The Moods of Eve cycle narrates the range of emotions that the artist reads in the glances of the women she meets, and in her works there is a constant veil of melancholy, a subtle sadness for the conscience of being unheard, of not being able to externalize what their sensibility senses and feels because of that feeling of being sidelined by a male world that prefers to look beyond rather than accept their silent requests.
She hides those faces behind rarefied atmospheres Samina Jamshed, as if they were veiled by a fog from which it is still difficult to get out, yet she makes them intense, strong, proud, dignified and resilient in their desire to be able to change an objectively immobile reality but with the foresight and hope that even if slowly something can move.
In the series Images of Soul, Jamshed dares much more, describing female nudity, where in her country it cannot be accepted, which becomes a metaphor for having to strip herself of rules and principles completely outside of a time running towards another direction; the figures represented are hidden behind intense but blurred colours, their contours and details that would make the artworks too explicit, hidden behind a foggy blanket from which the shadows of their essence emerge in a discreet way, in order to affirm with resilience their own will, their need for freedom without being excessive or impositional.
Not only that, the notes that vibrate are also those of the need to communicate a multi-faceted interiority, delicate but strong, which too often is suffocated, silenced and not manifested, sometimes wounded, but always present and ready to escape as soon as it is given the opportunity to express itself.

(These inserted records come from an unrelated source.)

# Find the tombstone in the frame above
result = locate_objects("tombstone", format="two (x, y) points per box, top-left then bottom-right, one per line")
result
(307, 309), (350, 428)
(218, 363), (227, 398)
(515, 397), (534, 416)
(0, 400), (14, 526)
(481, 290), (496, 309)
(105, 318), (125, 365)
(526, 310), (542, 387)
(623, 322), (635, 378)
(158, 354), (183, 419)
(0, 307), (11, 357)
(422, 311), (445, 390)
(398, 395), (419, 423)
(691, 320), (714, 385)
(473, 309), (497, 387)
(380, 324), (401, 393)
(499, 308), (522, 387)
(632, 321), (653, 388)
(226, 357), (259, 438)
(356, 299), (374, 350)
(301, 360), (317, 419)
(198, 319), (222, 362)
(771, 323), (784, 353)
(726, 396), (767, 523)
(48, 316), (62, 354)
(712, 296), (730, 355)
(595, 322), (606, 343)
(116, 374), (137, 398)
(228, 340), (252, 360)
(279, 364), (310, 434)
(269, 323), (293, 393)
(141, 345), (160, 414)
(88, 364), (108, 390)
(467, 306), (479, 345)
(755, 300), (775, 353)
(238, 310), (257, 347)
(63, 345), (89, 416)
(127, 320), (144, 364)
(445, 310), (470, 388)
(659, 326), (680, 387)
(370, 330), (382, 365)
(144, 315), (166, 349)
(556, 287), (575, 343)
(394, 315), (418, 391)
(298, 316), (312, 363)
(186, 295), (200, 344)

In her drawings, in which she approaches Egon Schiele’s Expressionism, Samina Jamshed indulges in a greater audacity, sketching with charcoal the bodies of naked women, almost posing without fear of showing the imperfections, the fragilities that emerge from those natural gestures, timeless and placeless images, icons, with that explicit physicality, of a canon of classical beauty immortalized for centuries and for this reason innocent and beyond the sinful sense with which in some societies it is interpreted. During her long career Samina Jamshed has participated in many group and solo exhibitions in India, won the First prize for Oil Painting at the S. S. Hyder Award in Peshawar and the First prize for Sculpture always at the same event, and finally the First prize for Creative Art at Viqar-Un-Nisa College in Rawalpindi. She currently holds courses in Art and Sculpture and collaborates with the International Commission for Catholic Migrants as Coordinator of the GBV and CBP project.